The instruction of junior pupils in mother tongues is perhaps a good, but bumpy starting point. Our children, and all of us, should not only speak but live our languages to preserve our cultures.

This means Lomwe people should not only dance tchopa but should also sing Chilomwe songs. Likewise, Yao and their manganje, Ngoni and beni and so on.

When we live our languages we shall use them daily, pass them on to future generations and make them preferable to others.

That’s what all tribes in Malawi should be doing.

1 comment:

Anonymous said...

I am a South African 54 yrs old. My parents left, what was then Nyasaland in 1938 via Northern Rhodesia (Mdzwiti)and settled in South Africa in 1945. Two languages were taught to us by my mother ChiNyanja (my mother's) and Chisena (my father's). It is amazing what a semi-literate mother from Nsanje achieved through dedication and consistency.

As I approach my own end of my life it is amazing how the thirst for your own roots drives you. I have a considreable vocabulary of ChiNyanja words and ChiSena words. My deepest regret is the lack of resources in the internet. My own children are 110% South African and can hardly twist their toungue to pronounce ChiNyanja consonants such as "dzuwa ladoka" or Sena toungue twister such as "kupyapyadika ntima". Some words have changed with the passage of time I try not to dilute my vocabulary as I believe I could be a walking repository of somew words that were spoken around the 1920's and 1930's.

My mother spoke pidkin Zulu, hardly the language that could be passed off as the real thing. But at home she kept her language alive through instructions in her kitchen and the errands you were sent on: "uchite msanga" "umange lwilo" "udzwenge" etc etc . She was generous enough to teach us chiSena her husband's language.ChiSena is a rich earthy language for instance a wild goose chase was "kufela nkholo ilibe matudzwi." But with her dedication came a lot of oral history about the fairy tales, rivers, and mountains and chiefs alive in Nsanje during the 1900- 1938 era.

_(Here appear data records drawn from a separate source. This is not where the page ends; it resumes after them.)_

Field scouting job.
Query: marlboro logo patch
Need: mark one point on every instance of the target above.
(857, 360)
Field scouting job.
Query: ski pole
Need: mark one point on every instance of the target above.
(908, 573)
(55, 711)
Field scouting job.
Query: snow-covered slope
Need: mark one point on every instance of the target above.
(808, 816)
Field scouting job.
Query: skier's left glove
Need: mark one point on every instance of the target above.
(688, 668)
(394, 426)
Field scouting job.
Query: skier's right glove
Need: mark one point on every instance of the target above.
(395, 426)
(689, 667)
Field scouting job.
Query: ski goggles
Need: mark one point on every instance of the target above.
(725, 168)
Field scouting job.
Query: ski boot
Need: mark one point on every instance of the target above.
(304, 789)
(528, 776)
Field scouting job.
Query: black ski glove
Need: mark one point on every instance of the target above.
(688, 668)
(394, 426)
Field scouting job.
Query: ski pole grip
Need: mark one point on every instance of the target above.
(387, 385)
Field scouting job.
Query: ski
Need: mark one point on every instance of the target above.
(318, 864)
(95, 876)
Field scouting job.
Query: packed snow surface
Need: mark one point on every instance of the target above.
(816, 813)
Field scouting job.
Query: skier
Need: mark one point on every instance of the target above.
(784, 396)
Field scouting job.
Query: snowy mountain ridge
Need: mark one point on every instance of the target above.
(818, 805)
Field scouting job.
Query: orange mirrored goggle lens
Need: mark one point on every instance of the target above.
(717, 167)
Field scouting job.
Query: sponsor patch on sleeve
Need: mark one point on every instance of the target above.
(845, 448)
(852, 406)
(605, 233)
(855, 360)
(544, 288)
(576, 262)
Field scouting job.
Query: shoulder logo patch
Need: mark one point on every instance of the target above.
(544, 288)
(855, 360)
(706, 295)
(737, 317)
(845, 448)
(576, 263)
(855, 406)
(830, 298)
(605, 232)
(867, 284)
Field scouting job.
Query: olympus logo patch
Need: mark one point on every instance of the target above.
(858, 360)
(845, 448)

I would like to see a website that could handle all these languages as you have just mentioned in your blog. In the early 1960's it was intriguing how my mom could identify all the tribes men that worked in the coal mines e.g there were plenty Atswina's, alomwe (anguru), machewele, achipeta, angoni, that fathered children with South African women. These children hardly had any connection with their ancestral roots.

In 2009 most African children for the same reasons look to the west for many things, and indeed African knowledge and culture and languages are "not cool".

By my own reckoning there are about 80 souls where I live who could legitimately claim a Nyanja and Sena heritage. I am not a mother I can hardly teach them anything so I have resorted to writing down my wordlists and oral traditions and "myambo" as I know them as told to me by my parents. I dread the day I would die because this rich and inspiring history may disappear for ever.

I have never been to Nsanje but I know every little corner, mountain and stream there and all the ancient villages maintained by the Yao chiefs (Chimombo, Ng'gabu, Nkuzaduka, Chipwembwe, Mbenje, Sabawu etc etc). Maybe sometimes we underestimate what our own indigenous education and transmission systems could achieve.

I look forward to hear from you and keep in touch on this noble and sacred goal of preserving dying languages. I really think we could do much more in spite of lack of resources, to provide for the future. When your days are numbered the only thing that has meaning to you are your roots.